With all that chewed and swallowed, it fell to me to figure out a strategy for hosting the virtual SPJ 2020 conference, and because time was short (and more because I was impossibly sick of Zoom meetings and hypothetical strategizing by this point), I decided to just tell the powers that be that they should leave me alone for a couple weeks and I’ll be back in that period of time with a product instead of a plan. Just trust me!
That usually doesn’t work in this age of meeting overload, but because everything was so slapdash and weird and no one knew what else to do, the powers that be said “sure, ok!” and let me be. And sure enough, in two weeks or so (but not much “or so” because time really was super short to have a conference platform ready, never mind a platform that also needed to start over with taking registrations for a conference that was creeping steadily closer), I came back with a fully-furnished product that was, once I plugged in the schedule, fully ready to go.

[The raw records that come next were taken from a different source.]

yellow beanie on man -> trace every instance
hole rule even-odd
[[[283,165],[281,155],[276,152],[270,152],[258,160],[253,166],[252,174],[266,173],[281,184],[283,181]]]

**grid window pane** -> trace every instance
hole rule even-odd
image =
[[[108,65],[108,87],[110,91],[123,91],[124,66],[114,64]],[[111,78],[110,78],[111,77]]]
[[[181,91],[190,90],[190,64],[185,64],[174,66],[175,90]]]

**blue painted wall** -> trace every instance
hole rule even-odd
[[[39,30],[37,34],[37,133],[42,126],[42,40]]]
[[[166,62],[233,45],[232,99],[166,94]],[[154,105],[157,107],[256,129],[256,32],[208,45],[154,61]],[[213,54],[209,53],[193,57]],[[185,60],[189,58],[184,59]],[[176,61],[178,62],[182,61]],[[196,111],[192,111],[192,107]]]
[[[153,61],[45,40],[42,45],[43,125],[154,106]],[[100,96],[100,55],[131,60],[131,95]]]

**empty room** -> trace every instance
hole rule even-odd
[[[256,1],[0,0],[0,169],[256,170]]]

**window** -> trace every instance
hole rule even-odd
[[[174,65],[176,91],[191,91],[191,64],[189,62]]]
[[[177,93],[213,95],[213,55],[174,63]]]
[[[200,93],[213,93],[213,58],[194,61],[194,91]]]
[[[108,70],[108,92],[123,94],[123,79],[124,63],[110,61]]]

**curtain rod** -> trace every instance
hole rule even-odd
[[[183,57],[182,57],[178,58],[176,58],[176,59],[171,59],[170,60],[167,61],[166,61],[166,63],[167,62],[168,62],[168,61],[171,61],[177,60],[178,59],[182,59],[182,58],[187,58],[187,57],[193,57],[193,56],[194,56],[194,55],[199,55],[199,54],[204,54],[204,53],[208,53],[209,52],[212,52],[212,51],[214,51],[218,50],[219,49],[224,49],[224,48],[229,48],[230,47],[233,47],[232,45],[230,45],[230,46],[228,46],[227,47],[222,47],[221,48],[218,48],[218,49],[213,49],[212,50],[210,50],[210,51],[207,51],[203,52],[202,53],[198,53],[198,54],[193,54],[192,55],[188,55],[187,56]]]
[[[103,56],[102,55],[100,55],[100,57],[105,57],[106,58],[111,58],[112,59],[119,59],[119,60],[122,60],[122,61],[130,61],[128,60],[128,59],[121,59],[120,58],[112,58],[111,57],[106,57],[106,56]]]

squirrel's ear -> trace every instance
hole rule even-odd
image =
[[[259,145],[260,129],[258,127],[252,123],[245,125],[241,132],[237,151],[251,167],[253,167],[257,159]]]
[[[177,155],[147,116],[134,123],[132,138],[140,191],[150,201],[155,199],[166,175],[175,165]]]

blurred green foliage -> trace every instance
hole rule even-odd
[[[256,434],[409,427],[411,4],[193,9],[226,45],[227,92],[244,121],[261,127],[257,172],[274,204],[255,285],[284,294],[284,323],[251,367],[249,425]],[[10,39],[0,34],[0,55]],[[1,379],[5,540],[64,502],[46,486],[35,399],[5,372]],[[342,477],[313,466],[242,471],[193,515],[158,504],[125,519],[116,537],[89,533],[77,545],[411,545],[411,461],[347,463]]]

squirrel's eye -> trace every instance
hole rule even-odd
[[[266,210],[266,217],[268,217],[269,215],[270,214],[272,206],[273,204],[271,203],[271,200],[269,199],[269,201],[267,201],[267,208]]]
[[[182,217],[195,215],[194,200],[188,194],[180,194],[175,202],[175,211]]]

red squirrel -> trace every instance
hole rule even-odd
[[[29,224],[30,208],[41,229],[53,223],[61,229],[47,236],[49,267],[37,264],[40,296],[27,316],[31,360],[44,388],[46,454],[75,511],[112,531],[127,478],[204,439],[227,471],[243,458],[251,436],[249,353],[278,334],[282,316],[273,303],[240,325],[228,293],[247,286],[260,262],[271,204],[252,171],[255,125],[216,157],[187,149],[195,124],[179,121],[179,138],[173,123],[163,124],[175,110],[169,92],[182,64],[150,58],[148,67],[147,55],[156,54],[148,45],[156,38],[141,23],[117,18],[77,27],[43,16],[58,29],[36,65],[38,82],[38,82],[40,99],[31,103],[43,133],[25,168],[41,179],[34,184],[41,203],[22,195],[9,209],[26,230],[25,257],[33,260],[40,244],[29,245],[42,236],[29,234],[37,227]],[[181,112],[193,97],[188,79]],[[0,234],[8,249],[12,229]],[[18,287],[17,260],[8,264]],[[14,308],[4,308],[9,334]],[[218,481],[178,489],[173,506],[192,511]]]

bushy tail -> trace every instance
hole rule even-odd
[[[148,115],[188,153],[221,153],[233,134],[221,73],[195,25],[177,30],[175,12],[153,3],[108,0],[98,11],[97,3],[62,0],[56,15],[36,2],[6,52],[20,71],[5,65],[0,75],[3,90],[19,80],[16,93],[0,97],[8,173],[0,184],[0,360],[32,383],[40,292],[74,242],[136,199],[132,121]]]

The whole thing was nearly completely database-driven, which meant not only that it was capable of sorting and dynamically generating pages for sessions, schedules and zoom links, but it also let people register, immediately receive a customized passkey that gave them access to the sessions (both live and on demand), access the private SPJ 2020 Discord server, and enjoy the conference, even if they registered while it was in progress, without ever needing to wait on a member of SPJ’s staff to virtually check them in and give them access. There was a self-serve passkey retrieval page for anyone who lost theirs, and every feature had plainspeak documentation accompanying it to make the whole thing pleasantly easy to use. During the weekend of the conference, we got only one email from someone who needed assistance getting in, and that was more the fault of a power-tripping email spam filter than the platform itself.
Additionally, I tied the schedule into the SPJ calendar database so that in addition to taking advantage of all the infrastructure and export/sharing features that thing has, it allowed the schedule to basically come alive — showing what live events were on deck or in session and instantly joinable (we typically had 5-6 sessions running concurrently), separately showing which on-demand stream replays were available, even displaying on an events page how many minutes until an event starts (or, if it was underway, how many minutes it had been underway). It had the trimmings of an app while not being some slow, obnoxious Javascript-laden app. You can do these things in pure CSSHTML if you really want to!
As a bonus, I made the whole thing pretty (as I’m wont to do) and, to compensate for what I had to believe was universal Zoom fatigue, added some fun touches to give the whole thing the kind of pulse one expects from a live event. Little animation flourishes on the front page, a Discord server setup that allowed me to play virtual emcee, even a little drop of animated confetti when someone successfully registered and got their passkey. You would not believe how much people loved that little detail, but at the time, when everything was so dreary, some small unexpected thing like that really got to people in a good way.